Ah, so it turns out that our existing muTect-1.0.27783.jar
on TIPCC presents itself as GATK 1.1-37-g5cedb2d;
[henrik@cclc01 ~/repositories/UCSF-CostelloLab/test-next-release]$ /home/jocostello/shared/LG3_Pipeline_HIDE/tools/muTect-1.0.27783.jar --help | head -6
---------------------------------------------------------------------------------
The Genome Analysis Toolkit (GATK) v1.1-37-g5cedb2d, Compiled 2011/09/14 10:01:32
Copyright (c) 2010 The Broad Institute
Please view our documentation at http://www.broadinstitute.org/gsa/wiki
For support, please view our support site at http://getsatisfaction.com/gsa
---------------------------------------------------------------------------------
That's interesting. So, I went to install GATK 1.1-37 from ftp://ftp.broadinstitute.org/pub/gsa/GenomeAnalysisTK;
[henrik@cclc01 ~]$ module load gatk/1.1-37-ge63d9d8
[henrik@cclc01 ~]$ java -jar ${GATK_HOME}/GenomeAnalysisTK.jar --help | head -6
---------------------------------------------------------------------------------
The Genome Analysis Toolkit (GATK) v1.1-37-ge63d9d8, Compiled 2011/09/13 01:15:42
Copyright (c) 2010 The Broad Institute
Please view our documentation at http://www.broadinstitute.org/gsa/wiki
For support, please view our support site at http://getsatisfaction.com/gsa
---------------------------------------------------------------------------------
It turns out to have a compile date (2011-09-13 rather than 2011-09-14) and a different hash code (ge63d9d8 rather than g5cedb2d), so certainly not identical, but hopefully good enough for our migration needs.

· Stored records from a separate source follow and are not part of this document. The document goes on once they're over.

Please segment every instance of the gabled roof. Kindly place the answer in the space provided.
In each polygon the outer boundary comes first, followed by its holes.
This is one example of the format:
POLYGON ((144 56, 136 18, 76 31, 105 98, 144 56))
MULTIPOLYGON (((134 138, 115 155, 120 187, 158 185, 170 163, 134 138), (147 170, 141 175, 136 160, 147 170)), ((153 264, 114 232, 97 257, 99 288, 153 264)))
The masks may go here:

I've installed this on both TIPCC and C4.
I've created annovar-2011-10-02.tar.gz
from TIPCC:/home/jocostello/shared/LG3_Pipeline_HIDE/AnnoVar/
and installed it as modules on TIPCC and C4. I've also installed /home/jocostello/shared/LG3_Pipeline_HIDE/Annovar_2015Jun17/annovar.latest.tar.gz
, and the latest official version (which is the only one you can download after registration yadayadayada). So, now we have:
$ module avail annovar
------------------------------------------------- /home/shared/cbc/apps/modulefiles/CBC --------------------------------------------------
annovar/2011-10-02 annovar/2015-06-17 annovar/2020-06-07 (L,D)
This was a hack, but I think that completes our needs for software tools needed by the pipeline.
I'll next try to run through the pipeline using the software tools available from the CBI module stack. If all works well, we should be able to scratch most of ${LG3_HOME}/tools/
. Closing this issue.
Argh... I might have been too quick about muTect-1.0.27783.jar
(https://github.com/UCSF-Costello-Lab/LG3_Pipeline/issues/146#issuecomment-938183908). Although it presents itself as GATK, it's not GATK :(
Copied muTect-1.0.27783.jar
from TIPCC:/home/jocostello/shared/LG3_Pipeline_HIDE/tools
and installed as module load mutect/1.0.27783
on TIPCC and C4. Good enough for now; hopefully the Broad/GATK folks will tell us from where we can get the official version.
@ivan108, regarding migrating this pipeline to C4, could list the software tools and the versions you're using right now here? Then I'll start installing them as CBI software modules.